J'ai toujours eu une certaine tendance à attribuer aux choses et surtout aux lieux une forte valeur symbolique. Nantes fait forcément partie de ces lieux surlesquels j'ai greffé de nombreuses représentations. Nantes a été le lieu de ma première histoire hors d'Angers. Le premier endroit pour lequel je quittais chaque week-end le domicile famillial sans la moindre explication de ma part ni la moindre question de la part de mes parents. C'était mon premier échappatoire, c'était surtout le premier endroit où je me suis imaginé vivre ma vie d'adulte en tentant de projeter à un plus long terme l'histoire que je vivais à l'époque, alors que ma vie d'étudiant et ma vie "d'enfant" se trouvaient encore à Angers.

Chaque samedi et dimanche, pendant les huit mois qui se sont égrainés, je me suis mis à concevoir, envisager, conjecturer ce qu'allait pouvoir être mon avenir, cette vie en pointillés, entre bords de l'Erdre, Rue d'Orleans, Place Graslin ou Chateau des Ducs de Pays de Loire (huhuhu...)

Mais cette vie n'a jamais eu lieu. L'idée de cette vie est tombée en désuétude un jour de juin aussi brusquement qu'elle était sortie de nulle part un jour du mois d'octobre précédent. Ceci fut une bonne chose pour lui comme pour moi et a laissé la place à une amitié solide. Simplement, le symbole est resté. Je crois que j'aurai toujours pour Nantes une tendresse particulière, décor de mon émancipation débutante pour une vie plus assouvie.

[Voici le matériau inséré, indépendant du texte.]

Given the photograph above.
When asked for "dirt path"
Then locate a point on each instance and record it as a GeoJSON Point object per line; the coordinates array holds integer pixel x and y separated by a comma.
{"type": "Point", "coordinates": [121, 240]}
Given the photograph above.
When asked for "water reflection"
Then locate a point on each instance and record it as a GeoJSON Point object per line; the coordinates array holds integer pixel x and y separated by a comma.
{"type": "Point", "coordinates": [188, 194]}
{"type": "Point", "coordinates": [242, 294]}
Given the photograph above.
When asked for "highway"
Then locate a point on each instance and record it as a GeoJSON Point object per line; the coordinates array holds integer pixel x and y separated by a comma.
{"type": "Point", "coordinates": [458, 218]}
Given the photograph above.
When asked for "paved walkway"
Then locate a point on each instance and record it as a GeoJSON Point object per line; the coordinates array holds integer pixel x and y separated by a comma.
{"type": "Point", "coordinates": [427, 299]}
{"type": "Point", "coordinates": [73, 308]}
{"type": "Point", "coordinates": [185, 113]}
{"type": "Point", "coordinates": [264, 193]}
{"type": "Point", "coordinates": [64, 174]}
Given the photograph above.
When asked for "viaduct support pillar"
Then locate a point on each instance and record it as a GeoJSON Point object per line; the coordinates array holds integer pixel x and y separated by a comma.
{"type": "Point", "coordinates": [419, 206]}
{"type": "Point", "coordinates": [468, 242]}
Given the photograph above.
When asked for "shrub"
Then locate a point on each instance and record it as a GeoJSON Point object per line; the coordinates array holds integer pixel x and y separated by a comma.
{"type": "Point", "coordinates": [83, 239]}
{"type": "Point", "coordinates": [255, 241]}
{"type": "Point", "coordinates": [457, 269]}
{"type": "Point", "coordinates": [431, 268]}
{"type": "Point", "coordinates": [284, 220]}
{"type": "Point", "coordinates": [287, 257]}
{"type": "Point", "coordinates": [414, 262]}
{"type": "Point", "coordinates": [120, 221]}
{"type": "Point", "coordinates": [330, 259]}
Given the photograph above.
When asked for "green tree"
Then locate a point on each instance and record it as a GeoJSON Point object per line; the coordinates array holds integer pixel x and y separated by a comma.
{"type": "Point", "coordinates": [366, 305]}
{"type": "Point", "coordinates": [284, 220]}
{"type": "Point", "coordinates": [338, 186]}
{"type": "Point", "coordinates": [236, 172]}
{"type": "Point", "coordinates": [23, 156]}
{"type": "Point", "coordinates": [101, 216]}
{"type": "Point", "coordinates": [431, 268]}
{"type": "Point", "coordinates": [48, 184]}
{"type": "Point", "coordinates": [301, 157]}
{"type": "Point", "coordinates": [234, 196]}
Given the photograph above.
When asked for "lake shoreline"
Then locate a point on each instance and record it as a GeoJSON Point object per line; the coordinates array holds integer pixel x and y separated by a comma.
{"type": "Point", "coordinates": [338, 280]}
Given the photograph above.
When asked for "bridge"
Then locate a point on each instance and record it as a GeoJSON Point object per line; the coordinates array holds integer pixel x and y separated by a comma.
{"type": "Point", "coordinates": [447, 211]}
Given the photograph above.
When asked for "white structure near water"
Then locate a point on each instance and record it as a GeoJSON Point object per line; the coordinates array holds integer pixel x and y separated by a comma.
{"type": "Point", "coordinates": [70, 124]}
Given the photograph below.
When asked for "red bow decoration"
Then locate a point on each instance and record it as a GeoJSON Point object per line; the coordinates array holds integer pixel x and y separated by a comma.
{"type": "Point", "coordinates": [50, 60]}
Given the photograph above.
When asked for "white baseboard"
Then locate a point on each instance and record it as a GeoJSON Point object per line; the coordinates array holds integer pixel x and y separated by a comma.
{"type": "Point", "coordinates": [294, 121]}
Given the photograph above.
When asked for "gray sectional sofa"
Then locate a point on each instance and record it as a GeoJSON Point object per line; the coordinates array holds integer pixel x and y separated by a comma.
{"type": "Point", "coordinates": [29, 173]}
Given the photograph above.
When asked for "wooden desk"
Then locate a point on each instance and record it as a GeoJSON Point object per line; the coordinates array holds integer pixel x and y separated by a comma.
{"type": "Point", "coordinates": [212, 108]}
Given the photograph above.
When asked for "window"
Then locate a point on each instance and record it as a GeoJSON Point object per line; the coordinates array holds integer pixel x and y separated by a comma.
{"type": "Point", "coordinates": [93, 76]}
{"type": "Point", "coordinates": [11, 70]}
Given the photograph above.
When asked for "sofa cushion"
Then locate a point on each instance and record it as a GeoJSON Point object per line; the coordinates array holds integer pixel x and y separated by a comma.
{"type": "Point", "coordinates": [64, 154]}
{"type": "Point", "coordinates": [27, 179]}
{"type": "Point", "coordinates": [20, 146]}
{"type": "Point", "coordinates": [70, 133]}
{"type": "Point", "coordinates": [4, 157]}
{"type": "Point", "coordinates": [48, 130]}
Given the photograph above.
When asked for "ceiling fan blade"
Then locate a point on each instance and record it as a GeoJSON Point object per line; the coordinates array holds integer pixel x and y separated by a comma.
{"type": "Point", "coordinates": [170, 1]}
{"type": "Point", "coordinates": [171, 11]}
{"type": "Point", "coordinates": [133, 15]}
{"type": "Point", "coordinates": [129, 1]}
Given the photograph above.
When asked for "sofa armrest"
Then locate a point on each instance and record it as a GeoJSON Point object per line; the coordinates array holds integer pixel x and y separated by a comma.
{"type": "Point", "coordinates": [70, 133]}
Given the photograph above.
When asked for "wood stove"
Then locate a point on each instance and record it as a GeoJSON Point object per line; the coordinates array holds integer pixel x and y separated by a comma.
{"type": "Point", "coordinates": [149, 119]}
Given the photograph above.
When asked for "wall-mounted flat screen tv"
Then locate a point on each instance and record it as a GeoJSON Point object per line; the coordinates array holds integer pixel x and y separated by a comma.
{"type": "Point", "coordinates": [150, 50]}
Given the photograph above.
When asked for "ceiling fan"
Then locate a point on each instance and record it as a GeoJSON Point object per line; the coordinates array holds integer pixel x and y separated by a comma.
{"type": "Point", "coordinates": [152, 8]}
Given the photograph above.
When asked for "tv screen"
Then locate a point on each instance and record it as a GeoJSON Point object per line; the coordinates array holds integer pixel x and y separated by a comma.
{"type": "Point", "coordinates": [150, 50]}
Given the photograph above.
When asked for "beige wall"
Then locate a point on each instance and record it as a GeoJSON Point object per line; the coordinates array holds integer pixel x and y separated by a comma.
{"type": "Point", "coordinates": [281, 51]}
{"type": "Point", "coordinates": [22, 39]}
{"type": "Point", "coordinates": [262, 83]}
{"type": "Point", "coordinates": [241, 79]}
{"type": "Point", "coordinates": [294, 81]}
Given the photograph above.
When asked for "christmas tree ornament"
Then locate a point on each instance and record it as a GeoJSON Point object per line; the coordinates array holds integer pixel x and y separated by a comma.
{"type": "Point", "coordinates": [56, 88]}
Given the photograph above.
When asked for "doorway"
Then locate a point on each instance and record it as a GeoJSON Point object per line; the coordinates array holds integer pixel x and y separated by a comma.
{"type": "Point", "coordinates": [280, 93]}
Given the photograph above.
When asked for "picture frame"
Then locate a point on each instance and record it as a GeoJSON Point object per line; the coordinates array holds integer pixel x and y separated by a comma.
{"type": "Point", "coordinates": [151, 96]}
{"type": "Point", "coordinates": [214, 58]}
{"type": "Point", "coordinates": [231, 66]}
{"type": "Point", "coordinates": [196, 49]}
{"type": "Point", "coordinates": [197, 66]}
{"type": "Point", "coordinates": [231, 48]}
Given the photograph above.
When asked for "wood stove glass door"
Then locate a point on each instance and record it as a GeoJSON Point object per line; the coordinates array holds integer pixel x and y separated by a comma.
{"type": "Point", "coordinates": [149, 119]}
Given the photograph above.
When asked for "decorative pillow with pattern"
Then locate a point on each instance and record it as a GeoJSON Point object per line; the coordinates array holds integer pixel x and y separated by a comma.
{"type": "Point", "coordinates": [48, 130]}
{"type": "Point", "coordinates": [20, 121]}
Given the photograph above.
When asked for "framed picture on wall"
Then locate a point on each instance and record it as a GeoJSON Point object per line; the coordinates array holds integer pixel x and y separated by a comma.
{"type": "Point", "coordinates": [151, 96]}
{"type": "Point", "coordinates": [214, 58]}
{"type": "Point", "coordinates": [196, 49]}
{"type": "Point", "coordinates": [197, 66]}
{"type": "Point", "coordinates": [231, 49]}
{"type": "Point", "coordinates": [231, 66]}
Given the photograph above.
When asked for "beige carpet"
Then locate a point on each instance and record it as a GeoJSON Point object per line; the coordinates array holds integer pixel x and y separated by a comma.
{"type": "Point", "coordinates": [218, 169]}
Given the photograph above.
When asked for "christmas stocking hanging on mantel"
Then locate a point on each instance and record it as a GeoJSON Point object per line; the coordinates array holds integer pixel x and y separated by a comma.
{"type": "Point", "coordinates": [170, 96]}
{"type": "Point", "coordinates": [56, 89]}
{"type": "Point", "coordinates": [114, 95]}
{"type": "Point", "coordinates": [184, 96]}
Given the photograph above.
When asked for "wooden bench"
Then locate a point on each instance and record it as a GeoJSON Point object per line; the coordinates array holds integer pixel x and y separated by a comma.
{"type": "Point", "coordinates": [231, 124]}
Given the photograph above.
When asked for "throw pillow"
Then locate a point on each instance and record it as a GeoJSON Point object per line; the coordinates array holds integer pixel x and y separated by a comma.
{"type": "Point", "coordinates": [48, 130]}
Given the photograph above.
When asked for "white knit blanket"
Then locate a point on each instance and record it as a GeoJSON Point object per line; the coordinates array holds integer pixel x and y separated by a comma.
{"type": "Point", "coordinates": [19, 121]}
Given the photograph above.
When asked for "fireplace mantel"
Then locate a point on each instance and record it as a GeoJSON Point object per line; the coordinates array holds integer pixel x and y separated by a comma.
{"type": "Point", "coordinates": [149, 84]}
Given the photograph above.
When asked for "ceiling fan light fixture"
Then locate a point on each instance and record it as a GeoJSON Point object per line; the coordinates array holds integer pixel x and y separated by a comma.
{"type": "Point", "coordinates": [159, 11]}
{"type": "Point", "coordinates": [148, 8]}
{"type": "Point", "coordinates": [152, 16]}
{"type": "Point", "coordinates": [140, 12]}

Ce week-end, j'ai donc retrouvé ces lieux, ces rues, sous un ciel solidement gris comme pour mieux coller à l'image qui reste en moi, un ciel  gris comme une couverture rassurante. Entre autres lieux déjà connus, je me suis plu particulièrement à retourner dans le Passage Pommeraye, y voir la verrière et les vitrines qui me plaisent tant. Et pourquoi cet endroit plus qu'un autre ? Peut-être en tirant le raisonnement par les cheveux parce que pour moi, Nantes aura été un passage. Un passage nécessaire.

(... sans exclure l'idée d'y vivre vraiment un jour, sait-on jamais)

dimanche, 02 novembre 2008

Incertitude photographique

Lorsque je regarde cette photo, il m'arrive parfois de me demander si j'ai réellement "vu" cet endroit ou si ce n'est pas un délire de mon appareil photo.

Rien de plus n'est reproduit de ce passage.